Mutations

Let's go back and think about that tree structure a little more. At each point, remember, we have a triple (L,LS,S) of matrices where the center is the product of the sides. OK? Now suppose that at a single point in the tree we introduce a mutation by taking the product in the wrong order, and that afterward we let the mutation propagate downward in the usual way. Here's a before-and-after view of the mutated subtree.

L				LS				S
L				SL				S
L		LLS		LS		LSS		S
L		LSL		SL		SLS		S
L	LLLS	LLS	LLSLS	LS	LSLSS	LSS	LSSS	S
L	LLSL	LSL	LSLSL	SL	SLSLS	SLS	SLSS	S

Can we still prove that the traces are equal to 3u? Yes! All we need to know is that traces are invariant under rotation. So, in the first row we have

tr SL = tr LS,

and in the second row we have

tr LSL = tr LLS
tr SLS = tr LSS.

Then, since the products in the second row are back in the correct order, we can let induction take care of the rest.

Can we still prove that the entries in the lower left corners are equal to u? No, because it's not true! The very first example is a counterexample. If we choose to introduce the mutation at the top of the tree, and choose to examine the top of the mutated subtree, here's what we find.

	LS			SL
	5			5
	2211			1122
	12	7		12	5
	5	3		7	3

Don't be fooled! In that example, the expansion gets reversed and the matrix gets transposed, but in all other possible examples, neither of those things happens. That's pretty easy to prove, but it's not important, so let's skip it.

Although that example isn't typical in that way, it's typical in another way: all other possible examples are also counterexamples. That's difficult to prove, and it's not important, so, again, let's skip it.

To get back to the tree structure, here are four observations.

1. Every unmutated form starts with L except for the S on the right. That's easy to prove, because S can never be the left factor in a product.
2. In the same way, every unmutated form ends with S except for the L on the left.
3. In the left half of the tree, from L to LS inclusive, every unmutated form starts with L, and mutation moves that L to the end. That's easy to prove, because in a product, the Ls move in tandem. The L in the left factor moves from the start to the center and the L in the right factor moves from the center to the end.
4. In the same way, in the right half of the tree, from LS to S inclusive, every unmutated form ends with S, and mutation moves that S to the start.

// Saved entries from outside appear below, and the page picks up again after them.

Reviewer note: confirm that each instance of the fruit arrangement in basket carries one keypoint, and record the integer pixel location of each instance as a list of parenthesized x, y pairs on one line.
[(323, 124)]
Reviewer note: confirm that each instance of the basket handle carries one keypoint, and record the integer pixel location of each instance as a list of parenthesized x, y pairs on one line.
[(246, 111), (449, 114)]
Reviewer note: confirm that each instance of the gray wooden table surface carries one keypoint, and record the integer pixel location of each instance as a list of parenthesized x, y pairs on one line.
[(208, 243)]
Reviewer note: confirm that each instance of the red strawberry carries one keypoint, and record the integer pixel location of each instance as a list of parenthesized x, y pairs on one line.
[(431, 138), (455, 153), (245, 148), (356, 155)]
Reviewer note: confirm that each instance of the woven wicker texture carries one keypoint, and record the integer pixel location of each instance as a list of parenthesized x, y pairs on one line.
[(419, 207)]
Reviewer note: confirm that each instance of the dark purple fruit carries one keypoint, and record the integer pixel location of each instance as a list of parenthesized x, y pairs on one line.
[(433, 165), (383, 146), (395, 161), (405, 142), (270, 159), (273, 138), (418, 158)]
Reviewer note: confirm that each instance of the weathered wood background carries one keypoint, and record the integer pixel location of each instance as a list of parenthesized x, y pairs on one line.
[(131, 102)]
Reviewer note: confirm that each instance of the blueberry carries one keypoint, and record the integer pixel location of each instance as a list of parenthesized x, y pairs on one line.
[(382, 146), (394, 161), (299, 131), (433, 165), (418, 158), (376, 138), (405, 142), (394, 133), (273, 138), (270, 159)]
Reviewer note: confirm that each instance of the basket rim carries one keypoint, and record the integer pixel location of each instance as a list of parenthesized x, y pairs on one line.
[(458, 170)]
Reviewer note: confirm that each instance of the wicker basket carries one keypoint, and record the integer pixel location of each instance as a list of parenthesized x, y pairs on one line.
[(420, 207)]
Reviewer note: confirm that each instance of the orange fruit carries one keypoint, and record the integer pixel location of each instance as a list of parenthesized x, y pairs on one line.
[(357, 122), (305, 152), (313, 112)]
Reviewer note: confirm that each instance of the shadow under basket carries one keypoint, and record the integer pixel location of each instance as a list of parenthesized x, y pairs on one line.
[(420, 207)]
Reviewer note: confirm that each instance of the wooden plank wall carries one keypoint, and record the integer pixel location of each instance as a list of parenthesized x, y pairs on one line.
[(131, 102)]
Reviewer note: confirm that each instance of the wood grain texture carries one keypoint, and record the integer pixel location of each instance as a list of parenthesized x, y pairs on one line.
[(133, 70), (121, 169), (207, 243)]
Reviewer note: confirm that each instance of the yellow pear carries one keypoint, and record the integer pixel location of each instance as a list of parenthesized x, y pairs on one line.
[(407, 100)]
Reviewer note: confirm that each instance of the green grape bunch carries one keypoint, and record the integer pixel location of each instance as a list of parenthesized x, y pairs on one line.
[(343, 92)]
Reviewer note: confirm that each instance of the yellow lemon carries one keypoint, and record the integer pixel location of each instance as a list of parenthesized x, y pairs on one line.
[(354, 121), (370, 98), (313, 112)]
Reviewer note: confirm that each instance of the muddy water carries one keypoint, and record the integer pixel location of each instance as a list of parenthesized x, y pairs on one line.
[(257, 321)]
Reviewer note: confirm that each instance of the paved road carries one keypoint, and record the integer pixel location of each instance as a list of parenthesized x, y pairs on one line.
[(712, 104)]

Have I managed to preserve the surprise? When a chunk is moved from the start to the end of an expansion, or vice versa, that's a rotation. Every mutated form is a rotation!

Now that we understand single mutations, we can use multiple mutations to convert the true pattern into the original pattern. All we have to do is walk down through the tree in breadth-first order and at each point make the right decision about whether to mutate.

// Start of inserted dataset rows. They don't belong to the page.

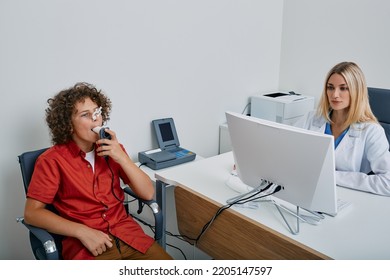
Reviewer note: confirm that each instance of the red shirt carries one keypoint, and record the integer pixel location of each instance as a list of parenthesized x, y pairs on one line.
[(64, 178)]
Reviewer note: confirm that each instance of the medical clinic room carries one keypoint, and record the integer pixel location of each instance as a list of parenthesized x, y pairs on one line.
[(195, 130)]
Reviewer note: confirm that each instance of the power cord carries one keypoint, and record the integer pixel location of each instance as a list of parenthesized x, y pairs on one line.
[(239, 201)]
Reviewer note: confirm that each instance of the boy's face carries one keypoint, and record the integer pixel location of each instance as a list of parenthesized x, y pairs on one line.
[(85, 117)]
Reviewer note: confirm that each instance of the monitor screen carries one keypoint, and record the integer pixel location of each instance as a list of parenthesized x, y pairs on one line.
[(166, 133), (299, 160)]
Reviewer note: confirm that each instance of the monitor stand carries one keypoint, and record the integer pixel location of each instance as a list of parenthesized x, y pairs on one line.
[(266, 188)]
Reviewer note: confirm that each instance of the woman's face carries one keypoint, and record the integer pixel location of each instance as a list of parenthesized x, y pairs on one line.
[(83, 122), (338, 92)]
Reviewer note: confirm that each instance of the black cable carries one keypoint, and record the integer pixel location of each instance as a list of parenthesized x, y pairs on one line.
[(240, 201)]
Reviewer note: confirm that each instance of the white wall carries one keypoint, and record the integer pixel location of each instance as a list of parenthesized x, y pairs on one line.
[(319, 34), (190, 60)]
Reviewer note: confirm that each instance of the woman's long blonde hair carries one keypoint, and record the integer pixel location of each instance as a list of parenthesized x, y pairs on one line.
[(359, 108)]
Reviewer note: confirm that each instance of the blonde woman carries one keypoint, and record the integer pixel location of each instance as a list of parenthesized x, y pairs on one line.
[(361, 147)]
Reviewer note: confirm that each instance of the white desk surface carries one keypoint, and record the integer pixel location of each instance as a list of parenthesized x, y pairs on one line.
[(360, 231)]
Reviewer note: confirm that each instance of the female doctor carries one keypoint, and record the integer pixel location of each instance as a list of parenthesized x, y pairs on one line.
[(361, 146)]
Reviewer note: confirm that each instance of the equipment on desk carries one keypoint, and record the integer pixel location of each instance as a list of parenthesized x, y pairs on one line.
[(301, 161), (281, 107), (169, 152)]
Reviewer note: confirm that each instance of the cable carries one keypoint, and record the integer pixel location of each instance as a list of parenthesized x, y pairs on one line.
[(240, 201)]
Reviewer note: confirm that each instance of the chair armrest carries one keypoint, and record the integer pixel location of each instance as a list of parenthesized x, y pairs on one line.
[(158, 217), (45, 238)]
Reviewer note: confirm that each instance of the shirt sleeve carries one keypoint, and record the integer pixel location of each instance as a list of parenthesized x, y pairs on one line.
[(377, 154), (45, 180)]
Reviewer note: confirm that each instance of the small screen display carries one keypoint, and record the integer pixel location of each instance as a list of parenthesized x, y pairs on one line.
[(166, 132)]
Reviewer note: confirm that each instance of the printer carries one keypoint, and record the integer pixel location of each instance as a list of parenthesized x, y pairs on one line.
[(281, 107)]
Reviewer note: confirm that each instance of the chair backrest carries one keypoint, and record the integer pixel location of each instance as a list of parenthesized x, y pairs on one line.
[(380, 104), (27, 163)]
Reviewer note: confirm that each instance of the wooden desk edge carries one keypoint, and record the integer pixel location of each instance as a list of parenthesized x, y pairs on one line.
[(233, 235)]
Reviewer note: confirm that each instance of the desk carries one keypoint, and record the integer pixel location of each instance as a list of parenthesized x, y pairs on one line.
[(360, 231), (161, 196)]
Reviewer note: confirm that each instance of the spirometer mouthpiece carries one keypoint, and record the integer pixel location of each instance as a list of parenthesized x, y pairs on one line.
[(96, 129)]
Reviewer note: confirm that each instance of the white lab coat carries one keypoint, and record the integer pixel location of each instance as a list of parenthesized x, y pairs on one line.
[(363, 149)]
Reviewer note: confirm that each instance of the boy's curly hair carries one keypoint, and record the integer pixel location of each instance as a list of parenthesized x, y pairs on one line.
[(62, 105)]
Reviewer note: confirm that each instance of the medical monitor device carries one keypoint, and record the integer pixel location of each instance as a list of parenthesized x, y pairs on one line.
[(169, 152), (299, 160)]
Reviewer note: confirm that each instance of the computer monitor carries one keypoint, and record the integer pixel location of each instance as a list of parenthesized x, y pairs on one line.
[(299, 160)]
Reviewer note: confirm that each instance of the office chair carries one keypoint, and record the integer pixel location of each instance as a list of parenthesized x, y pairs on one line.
[(380, 103), (47, 246)]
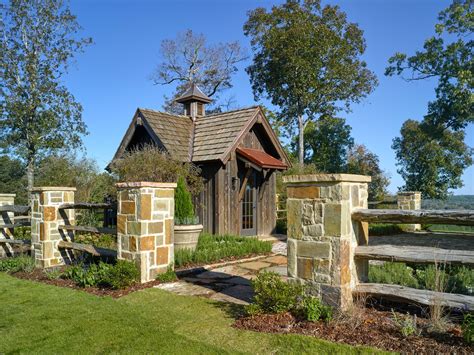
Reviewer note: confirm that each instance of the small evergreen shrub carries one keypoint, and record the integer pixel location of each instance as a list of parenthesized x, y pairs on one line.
[(17, 264), (273, 295), (468, 328), (168, 276), (122, 275), (184, 209)]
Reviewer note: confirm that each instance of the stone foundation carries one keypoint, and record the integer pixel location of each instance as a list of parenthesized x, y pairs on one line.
[(321, 235), (409, 200), (6, 218), (46, 218), (145, 223)]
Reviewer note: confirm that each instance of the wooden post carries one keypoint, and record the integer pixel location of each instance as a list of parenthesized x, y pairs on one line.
[(145, 226), (46, 217), (321, 236), (409, 200), (6, 218)]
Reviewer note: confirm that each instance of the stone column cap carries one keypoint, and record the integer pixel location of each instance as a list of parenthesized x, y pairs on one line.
[(164, 185), (52, 188), (297, 179)]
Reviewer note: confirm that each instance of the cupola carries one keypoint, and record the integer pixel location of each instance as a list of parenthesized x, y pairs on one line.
[(194, 101)]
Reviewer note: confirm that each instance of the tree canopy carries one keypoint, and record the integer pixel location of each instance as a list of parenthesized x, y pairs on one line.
[(448, 57), (307, 61), (327, 143), (190, 59), (431, 165), (38, 113)]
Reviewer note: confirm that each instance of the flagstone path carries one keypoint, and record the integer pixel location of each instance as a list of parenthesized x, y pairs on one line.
[(230, 283)]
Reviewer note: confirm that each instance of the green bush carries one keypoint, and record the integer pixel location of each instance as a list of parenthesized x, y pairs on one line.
[(273, 295), (393, 273), (184, 209), (17, 264), (168, 276), (123, 274), (313, 310), (213, 248), (468, 328)]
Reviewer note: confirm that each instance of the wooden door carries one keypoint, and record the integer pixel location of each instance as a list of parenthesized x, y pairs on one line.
[(248, 206)]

In the original pattern, remember, we had solutions (u,v,w) that were normalized to have u > v > w (for u ≥ 5) and expansions that were defined as follows.

expansion(u) = expansion(v) & expansion(w)

Later, in Symmetries, we added the idea of large and small units, …

expansion(v)	= L
expansion(w)	= S

… and could write expansion(u) as simply LS.

In the true pattern, on the other hand, we have solutions (v,u,w) that may or may not have v > w. To reproduce the original pattern, we want the larger factor to come first, so if v > w, we should pick the unmutated form LS, while if v < w, we should pick the mutated form SL. And that does it! It really is that simple.

Here's what that means in practice.

• At depth 0, there's only one solution, (2,5,1), and we shouldn't mutate it.
• At every other depth, the solutions come in pairs with the same parent (v,u,w), so they look like (v,?,u) and (u,?,w), and we should mutate the first but not the second.

Anyway, since every mutated form is a rotation, we've now proved that the expansions of the original pattern are rotations of the expansions of the true pattern (and vice versa). We can then use that fact to draw the same conclusions about the original pattern as about the true pattern.

• Rotation doesn't change the trace, and that gives us a cleaner way to prove that the traces are equal to 3u. And, either way, we know that D = 9u² − 4.
• Rotation does change the entry in the lower left corner, but it doesn't change the Markov constant. That's almost by definition, but if you'd like something more tangible, there's a detailed example in the second half of The Discriminant. So, we know that M ≥ (root D)/u.

That's still not a proof that the pattern holds, but it's pretty close!